Normative data for interorbital distance in a paediatric Caucasian population
Mathilde Pech de Laclause, Baptiste Morel, Boris Laure, Anne Morice

TL;DR
This study provides normative data on orbital growth in Caucasian children, identifying key developmental periods.
Contribution
The study establishes detailed normative data for interorbital distance in a healthy Caucasian pediatric population.
Findings
Interorbital distance increases progressively from 3 months to 10 years of age.
Significant growth spurts occur between 0-2 years and 7-8 years.
The IOD/LOD ratio remains constant, indicating isometric orbital growth.
Abstract
Orbital growth represents a key component of craniofacial development to investigate due to the many craniofacial abnormalities which can interfere with it.

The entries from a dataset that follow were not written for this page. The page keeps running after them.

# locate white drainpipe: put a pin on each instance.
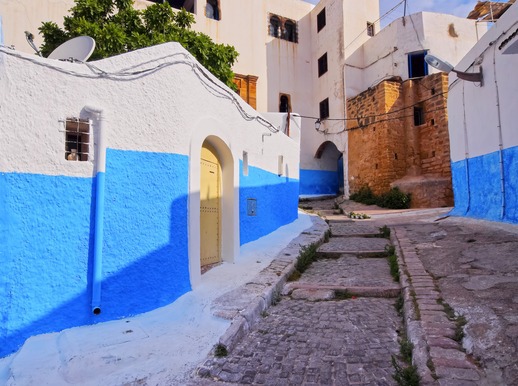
(99, 209)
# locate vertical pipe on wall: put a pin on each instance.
(500, 136)
(99, 209)
(466, 150)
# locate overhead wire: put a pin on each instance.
(201, 73)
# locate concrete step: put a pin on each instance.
(359, 246)
(353, 229)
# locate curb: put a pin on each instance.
(414, 331)
(247, 318)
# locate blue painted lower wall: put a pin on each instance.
(277, 202)
(477, 186)
(46, 244)
(318, 182)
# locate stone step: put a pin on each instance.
(359, 246)
(352, 229)
(372, 292)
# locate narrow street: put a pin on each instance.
(344, 318)
(335, 324)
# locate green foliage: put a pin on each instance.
(364, 195)
(385, 232)
(220, 351)
(308, 254)
(393, 199)
(117, 28)
(405, 376)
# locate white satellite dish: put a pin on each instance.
(79, 48)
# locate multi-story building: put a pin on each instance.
(306, 59)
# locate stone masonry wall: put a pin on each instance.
(387, 148)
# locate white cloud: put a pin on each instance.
(455, 7)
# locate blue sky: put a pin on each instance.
(455, 7)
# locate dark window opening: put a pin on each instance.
(282, 28)
(322, 65)
(418, 116)
(284, 103)
(178, 4)
(290, 31)
(275, 26)
(321, 20)
(324, 109)
(212, 10)
(417, 67)
(77, 139)
(370, 29)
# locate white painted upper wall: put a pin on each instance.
(175, 108)
(386, 54)
(476, 112)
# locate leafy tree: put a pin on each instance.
(117, 27)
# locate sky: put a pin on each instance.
(455, 7)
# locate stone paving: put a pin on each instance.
(314, 336)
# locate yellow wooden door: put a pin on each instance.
(210, 207)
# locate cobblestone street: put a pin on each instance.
(318, 332)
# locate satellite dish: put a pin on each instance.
(79, 48)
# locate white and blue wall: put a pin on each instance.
(483, 128)
(151, 110)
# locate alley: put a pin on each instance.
(335, 324)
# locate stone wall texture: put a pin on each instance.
(389, 146)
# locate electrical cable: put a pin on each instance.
(201, 73)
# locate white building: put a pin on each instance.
(483, 135)
(116, 187)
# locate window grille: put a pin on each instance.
(322, 65)
(77, 139)
(321, 20)
(324, 109)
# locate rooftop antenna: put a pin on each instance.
(79, 49)
(30, 39)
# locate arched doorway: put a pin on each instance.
(210, 206)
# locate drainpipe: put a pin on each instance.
(500, 139)
(99, 209)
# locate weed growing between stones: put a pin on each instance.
(392, 260)
(220, 351)
(294, 276)
(406, 374)
(308, 254)
(385, 232)
(399, 304)
(460, 320)
(343, 295)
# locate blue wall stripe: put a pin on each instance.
(318, 182)
(477, 186)
(50, 227)
(277, 202)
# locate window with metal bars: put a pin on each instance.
(77, 139)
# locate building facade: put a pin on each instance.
(482, 127)
(397, 108)
(107, 210)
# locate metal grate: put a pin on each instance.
(77, 139)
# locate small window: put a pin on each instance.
(321, 20)
(245, 163)
(77, 139)
(290, 31)
(418, 115)
(370, 29)
(212, 10)
(284, 103)
(275, 26)
(324, 109)
(417, 67)
(322, 65)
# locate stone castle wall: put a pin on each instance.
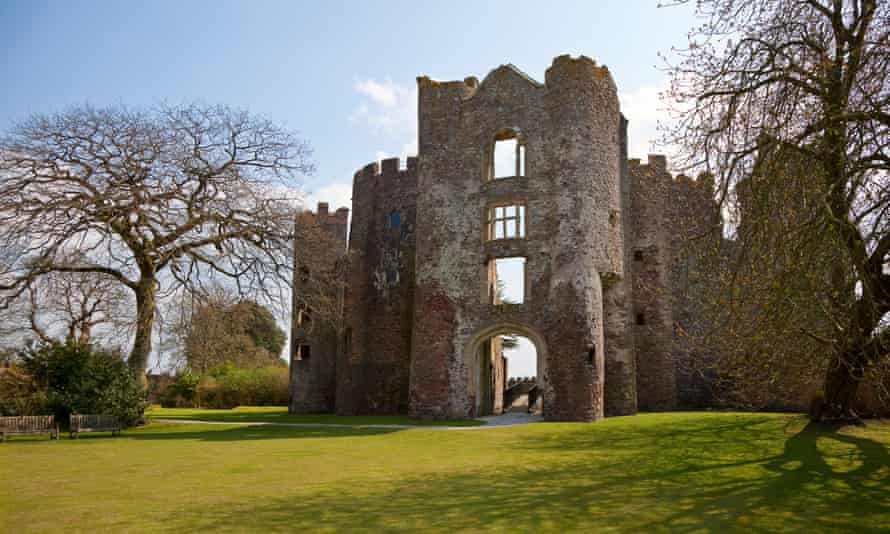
(652, 311)
(373, 370)
(570, 126)
(313, 376)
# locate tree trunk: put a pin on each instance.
(145, 308)
(841, 385)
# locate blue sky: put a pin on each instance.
(342, 74)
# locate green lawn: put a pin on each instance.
(702, 472)
(278, 414)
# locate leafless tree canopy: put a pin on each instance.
(767, 80)
(159, 200)
(74, 306)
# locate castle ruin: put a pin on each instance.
(592, 232)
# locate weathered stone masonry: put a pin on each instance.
(597, 247)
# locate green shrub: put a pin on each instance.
(19, 394)
(182, 392)
(227, 386)
(83, 379)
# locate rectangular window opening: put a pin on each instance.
(505, 154)
(521, 160)
(506, 222)
(506, 281)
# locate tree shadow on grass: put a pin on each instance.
(807, 484)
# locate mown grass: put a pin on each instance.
(278, 414)
(690, 472)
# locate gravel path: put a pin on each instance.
(492, 421)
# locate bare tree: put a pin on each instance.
(812, 76)
(77, 304)
(157, 200)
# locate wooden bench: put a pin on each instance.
(94, 423)
(29, 424)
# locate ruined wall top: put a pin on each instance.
(563, 69)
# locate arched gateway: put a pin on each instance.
(488, 374)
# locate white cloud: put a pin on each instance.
(643, 109)
(387, 107)
(384, 93)
(389, 111)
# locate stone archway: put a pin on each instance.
(479, 390)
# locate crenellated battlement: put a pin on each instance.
(323, 216)
(389, 168)
(656, 165)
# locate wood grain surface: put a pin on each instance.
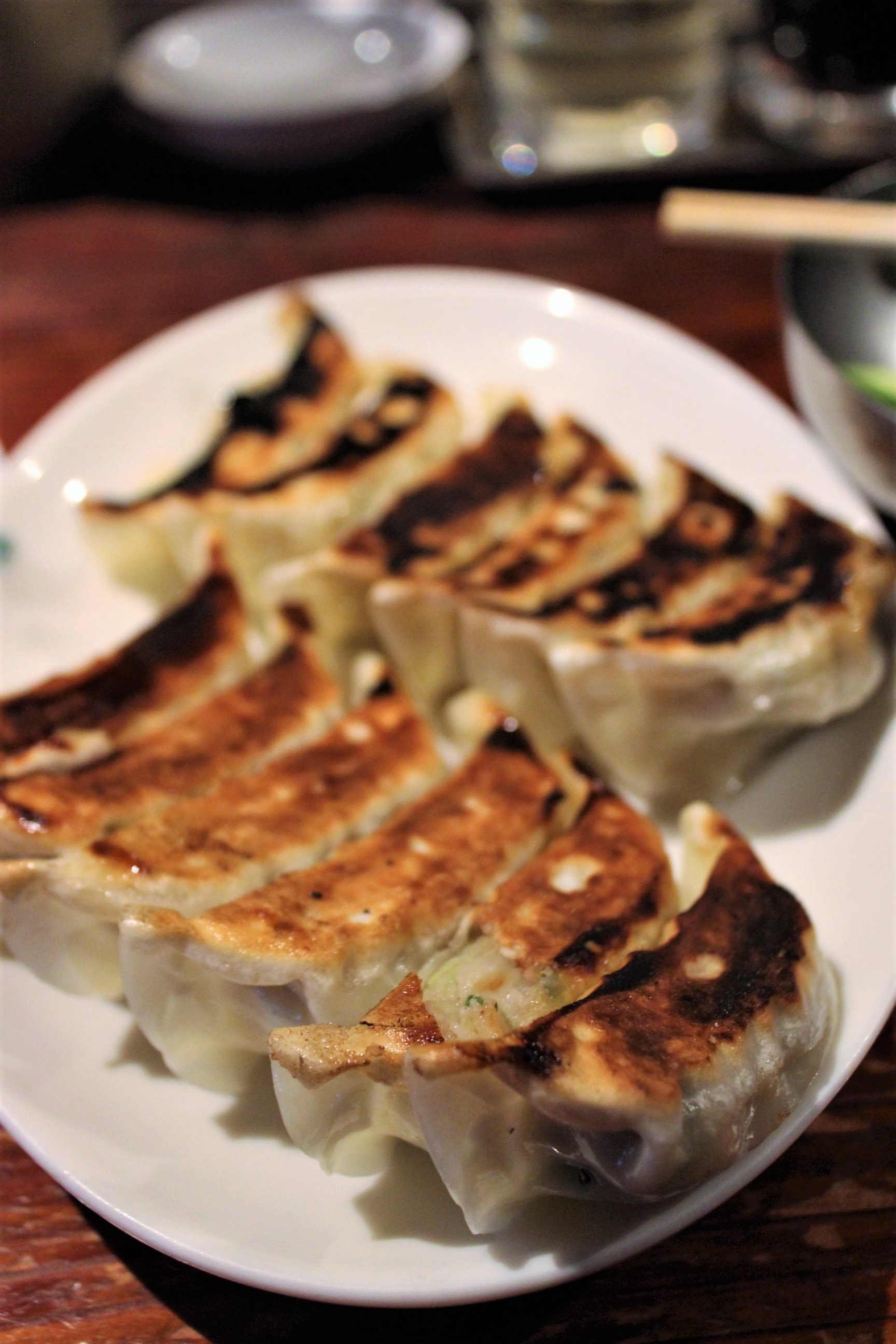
(808, 1253)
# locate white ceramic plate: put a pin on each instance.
(215, 1182)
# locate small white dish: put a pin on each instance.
(214, 1182)
(281, 84)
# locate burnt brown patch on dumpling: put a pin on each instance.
(806, 562)
(508, 459)
(710, 526)
(668, 1010)
(133, 679)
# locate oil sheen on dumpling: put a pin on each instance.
(668, 1072)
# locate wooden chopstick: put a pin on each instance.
(753, 217)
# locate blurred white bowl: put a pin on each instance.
(280, 85)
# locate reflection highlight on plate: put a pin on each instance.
(659, 139)
(183, 50)
(372, 46)
(538, 353)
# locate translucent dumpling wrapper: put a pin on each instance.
(589, 521)
(544, 939)
(328, 943)
(159, 543)
(280, 706)
(191, 652)
(62, 914)
(672, 1069)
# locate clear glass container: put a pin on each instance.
(606, 82)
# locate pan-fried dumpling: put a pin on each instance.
(287, 702)
(668, 1072)
(590, 521)
(547, 936)
(159, 543)
(61, 914)
(190, 654)
(412, 428)
(697, 542)
(447, 522)
(326, 944)
(690, 703)
(680, 671)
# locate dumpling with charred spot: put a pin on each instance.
(328, 943)
(697, 541)
(589, 522)
(547, 937)
(187, 656)
(449, 521)
(159, 543)
(676, 1065)
(399, 433)
(284, 703)
(61, 914)
(692, 701)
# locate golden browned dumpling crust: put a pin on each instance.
(668, 1011)
(281, 705)
(82, 716)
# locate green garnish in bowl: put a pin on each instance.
(876, 381)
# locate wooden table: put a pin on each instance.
(808, 1253)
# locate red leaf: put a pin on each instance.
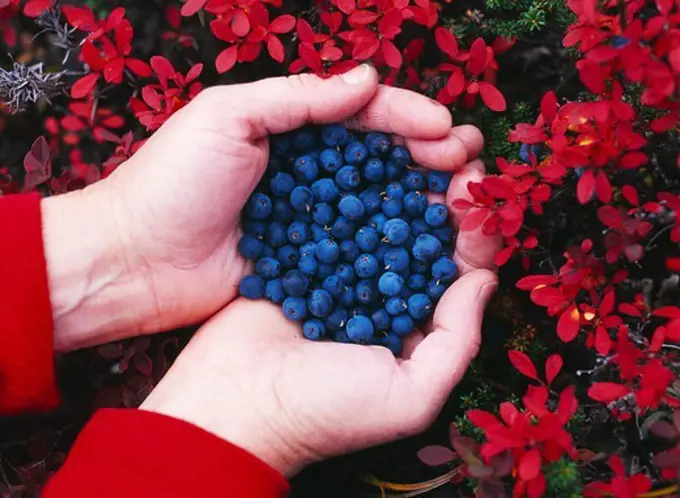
(473, 220)
(568, 324)
(282, 24)
(523, 364)
(586, 187)
(366, 48)
(553, 365)
(391, 54)
(436, 455)
(530, 465)
(606, 392)
(81, 88)
(226, 59)
(447, 42)
(275, 48)
(492, 97)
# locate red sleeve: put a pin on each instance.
(27, 381)
(140, 454)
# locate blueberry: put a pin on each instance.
(327, 251)
(335, 135)
(402, 325)
(346, 272)
(319, 233)
(325, 190)
(295, 283)
(295, 308)
(306, 170)
(415, 204)
(400, 156)
(374, 170)
(334, 285)
(419, 227)
(323, 214)
(417, 281)
(308, 265)
(367, 239)
(282, 211)
(356, 153)
(381, 319)
(320, 303)
(282, 184)
(331, 160)
(324, 270)
(395, 191)
(314, 329)
(392, 207)
(419, 306)
(360, 329)
(436, 215)
(268, 268)
(438, 181)
(349, 251)
(274, 291)
(390, 284)
(302, 199)
(395, 306)
(255, 228)
(365, 292)
(372, 201)
(348, 297)
(435, 290)
(444, 270)
(396, 259)
(348, 178)
(351, 208)
(392, 342)
(276, 235)
(444, 234)
(342, 228)
(427, 248)
(252, 287)
(337, 319)
(378, 144)
(250, 247)
(396, 231)
(258, 207)
(304, 139)
(298, 233)
(414, 180)
(366, 266)
(378, 221)
(308, 249)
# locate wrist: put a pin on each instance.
(96, 296)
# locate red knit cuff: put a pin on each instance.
(27, 381)
(136, 453)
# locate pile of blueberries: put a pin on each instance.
(344, 239)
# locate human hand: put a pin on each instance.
(249, 377)
(153, 247)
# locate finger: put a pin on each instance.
(460, 145)
(474, 250)
(439, 361)
(392, 110)
(277, 105)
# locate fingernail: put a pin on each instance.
(357, 75)
(488, 291)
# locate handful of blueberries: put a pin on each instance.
(344, 239)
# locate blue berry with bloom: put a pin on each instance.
(252, 287)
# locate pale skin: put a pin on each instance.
(153, 247)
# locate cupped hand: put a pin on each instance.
(153, 247)
(249, 377)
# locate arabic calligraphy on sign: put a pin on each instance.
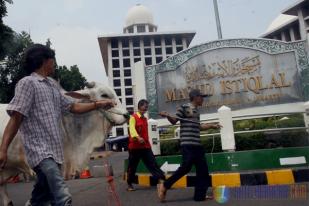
(222, 69)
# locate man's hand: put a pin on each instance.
(216, 126)
(3, 159)
(210, 126)
(164, 114)
(105, 104)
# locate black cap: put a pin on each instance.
(196, 93)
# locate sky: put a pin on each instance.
(73, 26)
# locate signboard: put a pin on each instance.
(234, 77)
(238, 73)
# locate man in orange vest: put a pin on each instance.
(139, 146)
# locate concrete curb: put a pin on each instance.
(269, 177)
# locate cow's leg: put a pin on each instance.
(5, 197)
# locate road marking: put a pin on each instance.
(293, 160)
(169, 167)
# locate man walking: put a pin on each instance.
(35, 111)
(191, 147)
(139, 146)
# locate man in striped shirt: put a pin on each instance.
(191, 147)
(35, 111)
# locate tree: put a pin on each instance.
(10, 71)
(6, 33)
(70, 79)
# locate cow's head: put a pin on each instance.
(97, 91)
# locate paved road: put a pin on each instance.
(94, 192)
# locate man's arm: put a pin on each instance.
(133, 131)
(172, 120)
(87, 107)
(9, 133)
(210, 126)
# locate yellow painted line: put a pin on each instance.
(144, 180)
(227, 179)
(181, 183)
(279, 177)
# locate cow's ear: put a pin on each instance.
(77, 95)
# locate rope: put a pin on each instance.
(113, 196)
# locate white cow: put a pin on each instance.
(81, 132)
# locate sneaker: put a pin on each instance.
(161, 192)
(130, 188)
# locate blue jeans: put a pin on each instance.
(50, 186)
(193, 155)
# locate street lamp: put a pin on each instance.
(217, 19)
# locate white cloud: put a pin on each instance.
(74, 4)
(77, 45)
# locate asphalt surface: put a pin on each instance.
(94, 191)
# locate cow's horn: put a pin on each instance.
(90, 84)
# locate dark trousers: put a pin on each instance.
(146, 155)
(50, 186)
(193, 155)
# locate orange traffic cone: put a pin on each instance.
(85, 174)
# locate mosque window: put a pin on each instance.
(126, 62)
(115, 63)
(126, 52)
(128, 82)
(137, 52)
(119, 132)
(141, 28)
(118, 92)
(148, 61)
(116, 73)
(127, 72)
(179, 48)
(115, 53)
(128, 91)
(157, 41)
(125, 43)
(158, 59)
(168, 41)
(137, 59)
(146, 41)
(147, 51)
(114, 43)
(130, 30)
(158, 51)
(169, 50)
(117, 83)
(136, 42)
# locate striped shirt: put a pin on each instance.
(189, 131)
(41, 103)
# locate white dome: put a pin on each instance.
(281, 20)
(139, 14)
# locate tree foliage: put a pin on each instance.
(6, 33)
(12, 48)
(10, 71)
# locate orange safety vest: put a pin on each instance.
(141, 126)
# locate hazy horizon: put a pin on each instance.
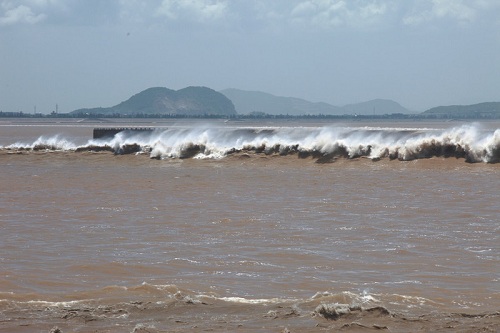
(79, 54)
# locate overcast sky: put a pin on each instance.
(87, 53)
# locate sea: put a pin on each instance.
(249, 226)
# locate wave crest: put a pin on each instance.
(325, 144)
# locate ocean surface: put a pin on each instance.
(250, 226)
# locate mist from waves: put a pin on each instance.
(470, 142)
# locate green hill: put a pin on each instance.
(190, 101)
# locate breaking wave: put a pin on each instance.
(325, 144)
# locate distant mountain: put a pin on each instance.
(375, 107)
(247, 102)
(190, 101)
(487, 109)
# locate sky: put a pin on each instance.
(89, 53)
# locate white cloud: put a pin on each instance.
(460, 10)
(18, 14)
(332, 13)
(198, 10)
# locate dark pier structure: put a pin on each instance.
(106, 133)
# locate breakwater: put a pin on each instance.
(101, 133)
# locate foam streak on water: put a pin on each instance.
(469, 142)
(239, 225)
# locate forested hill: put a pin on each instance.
(190, 101)
(488, 109)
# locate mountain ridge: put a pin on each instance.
(189, 101)
(248, 102)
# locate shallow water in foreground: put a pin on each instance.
(102, 242)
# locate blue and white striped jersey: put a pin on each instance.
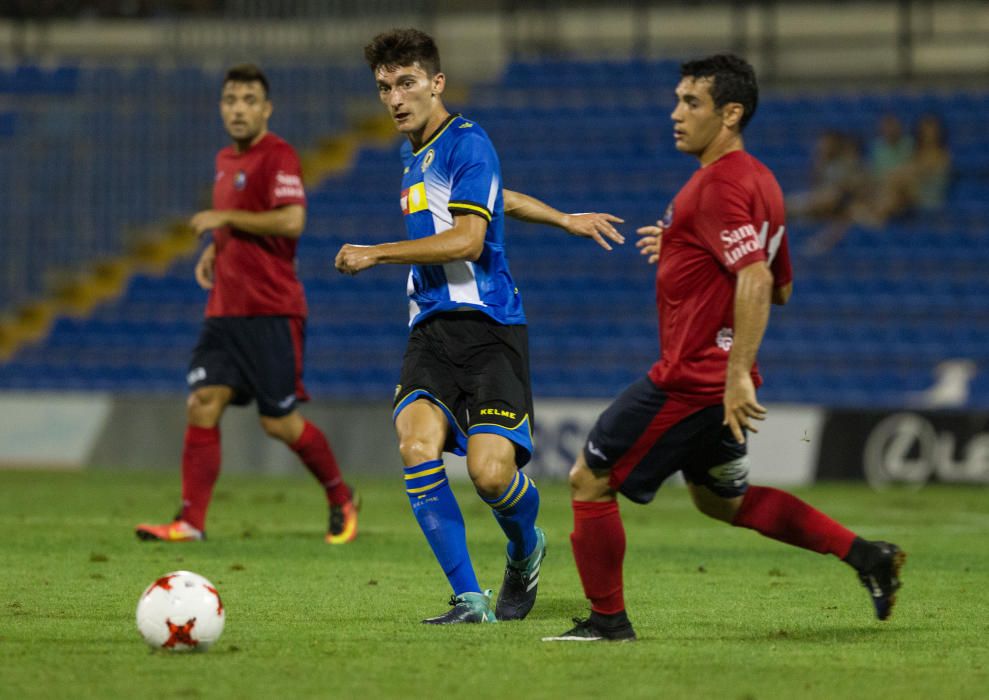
(455, 172)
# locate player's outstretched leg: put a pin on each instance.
(516, 510)
(200, 470)
(784, 517)
(438, 514)
(598, 541)
(314, 451)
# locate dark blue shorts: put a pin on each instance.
(645, 436)
(259, 357)
(477, 371)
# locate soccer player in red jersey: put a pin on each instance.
(723, 258)
(251, 345)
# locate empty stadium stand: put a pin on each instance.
(867, 324)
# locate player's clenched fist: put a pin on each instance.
(651, 240)
(353, 258)
(205, 265)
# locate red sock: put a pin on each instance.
(315, 453)
(786, 518)
(598, 541)
(200, 469)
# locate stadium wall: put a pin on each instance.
(798, 445)
(787, 41)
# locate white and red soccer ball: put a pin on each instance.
(180, 611)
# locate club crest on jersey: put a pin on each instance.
(414, 199)
(428, 160)
(667, 216)
(725, 338)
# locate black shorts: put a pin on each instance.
(645, 436)
(259, 357)
(477, 371)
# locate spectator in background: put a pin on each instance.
(836, 178)
(891, 149)
(920, 184)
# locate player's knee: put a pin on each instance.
(204, 407)
(492, 478)
(276, 428)
(714, 506)
(585, 485)
(415, 449)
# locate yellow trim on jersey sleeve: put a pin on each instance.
(472, 208)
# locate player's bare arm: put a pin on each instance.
(204, 266)
(650, 241)
(593, 225)
(781, 295)
(753, 291)
(465, 241)
(288, 221)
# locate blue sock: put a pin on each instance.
(516, 510)
(436, 509)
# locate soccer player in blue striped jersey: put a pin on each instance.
(464, 384)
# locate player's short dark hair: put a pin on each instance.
(403, 47)
(732, 80)
(246, 73)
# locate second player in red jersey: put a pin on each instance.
(251, 347)
(255, 275)
(722, 254)
(728, 216)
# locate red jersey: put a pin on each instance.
(728, 216)
(255, 275)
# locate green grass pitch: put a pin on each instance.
(721, 612)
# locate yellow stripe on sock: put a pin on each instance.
(427, 472)
(525, 487)
(511, 492)
(430, 487)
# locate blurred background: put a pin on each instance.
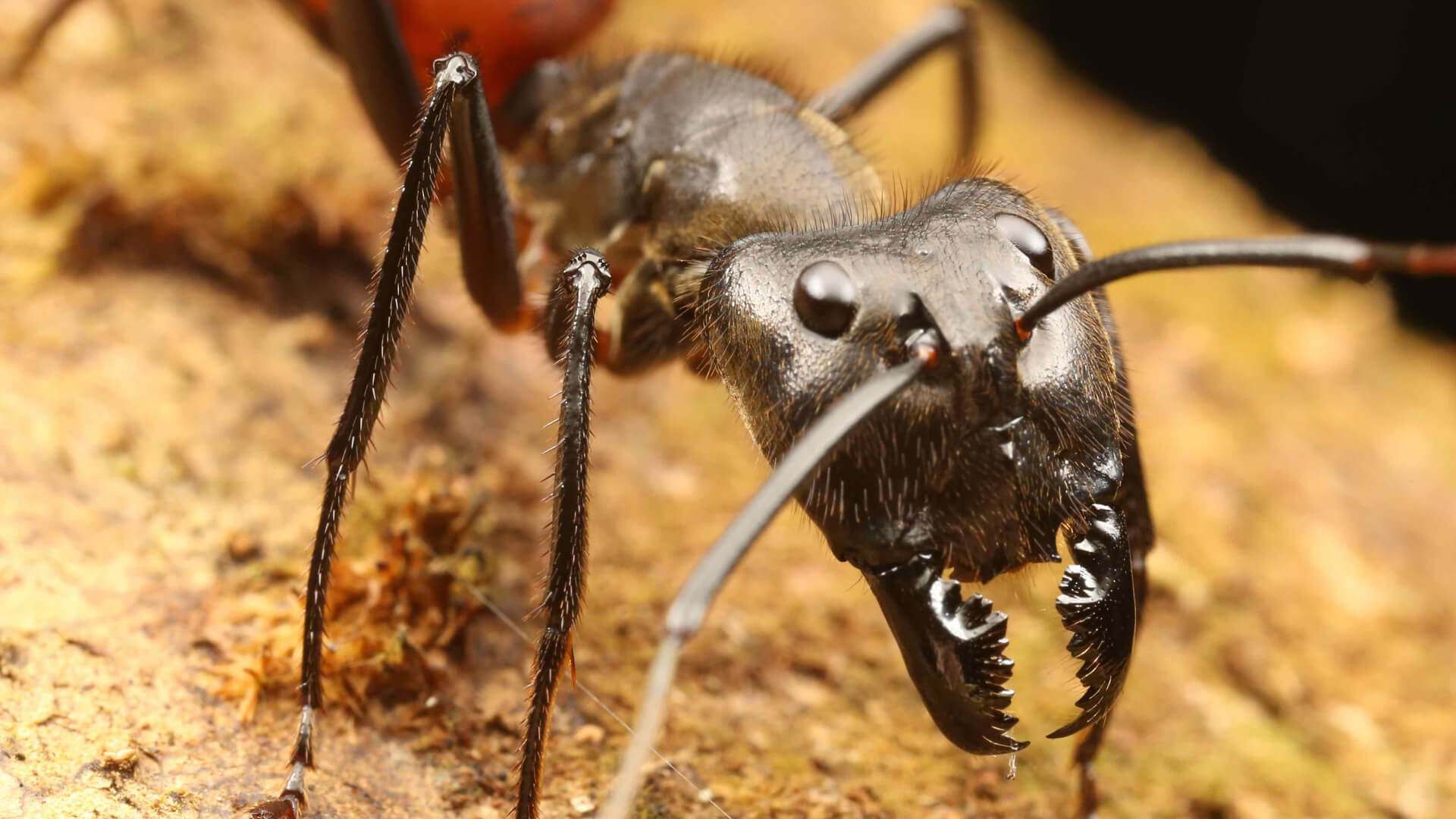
(190, 203)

Defining orbital growth patterns is essential for distinguishing physiological from pathological orbital development. Normative orbital growth data in Caucasian paediatric populations remain scarce. Our study aimed to determine interorbital distance in a healthy Caucasian children population. A retrospective study was conducted in France, based on craniofacial CT scans measurements in patients aged from 3 months to 10 years. Measurements were taken at the neuro-ocular plane and included the bony inner interorbital distance (IOD), bony lateral orbital distance (LOD), and IOD/LOD ratio. Mean +/- SD was calculated for each age group, and comparisons between sexes and age groups were performed using the Mann–Whitney test (p < 0.05).…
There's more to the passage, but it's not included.